Overall reproductive toxicity

Reproductive effects observed:
not specified
Treatment related:
not specified
Relation to other toxic effects:
not specified
Dose response relationship:
not specified
Relevant for humans:
not specified

Applicant's summary and conclusion

Conclusions:
The no observed adverse effect level (NOAEL) was considered to be 1000mg/kg bw/day for reproductive and developmental toxicity .When female rats were treated with test material by orally during gestation days 6-15.
Executive summary:

The reproductive and developmental toxicity study of test material was performed in female COBS CD rats. The test material was dissolved in corn oil and administered in dose concentration 0,200,1000mg/kg bw by oral gavage route from days 6-15 of gestation. 25 females /dose group were used in study.
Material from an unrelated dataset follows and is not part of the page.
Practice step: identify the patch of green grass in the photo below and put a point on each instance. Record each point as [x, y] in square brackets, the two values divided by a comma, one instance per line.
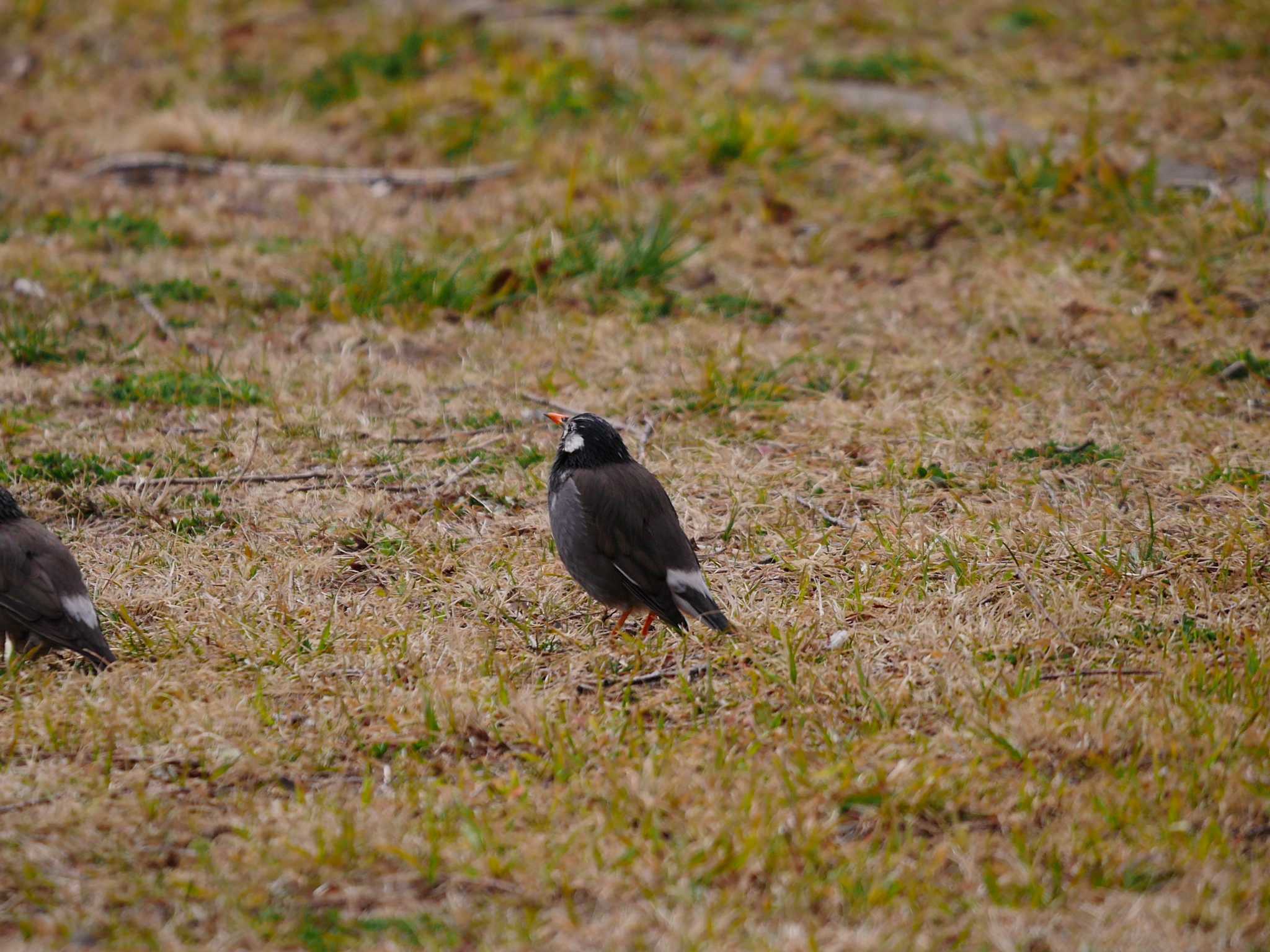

All the animals were observed forClinical signs, body weight and food consumoption.The dams were sacrificed and sectioned on gestation day 20. Intrauterine survival, foetal weight and external, skeletal and visceral anomalies were recorded. In dams clinical signs of intoxication were observed also reduced body weight was observed at 1000mg/kg bw dose group. Effects on the foetus were confined to an increase in numbers of litters with the skeletal variant 'malaligned sternebrae' which occurred at 200 mg/kg/day only and a slight decrease in foetal weight at 1000 mg/kg/day which was within the historical control range. As an increased incidence of 'malaligned sternebrae' was not observed at 1000 mg/kg/day the observation at 200 mg/kg/day was considered incidental. Hence the no observed adverse effect level (NOAEL) was considered to be 1000mg/kg bw/day for reproductive and developmental toxicity .When female rats were treated with test material by orally during gestation days 6-15.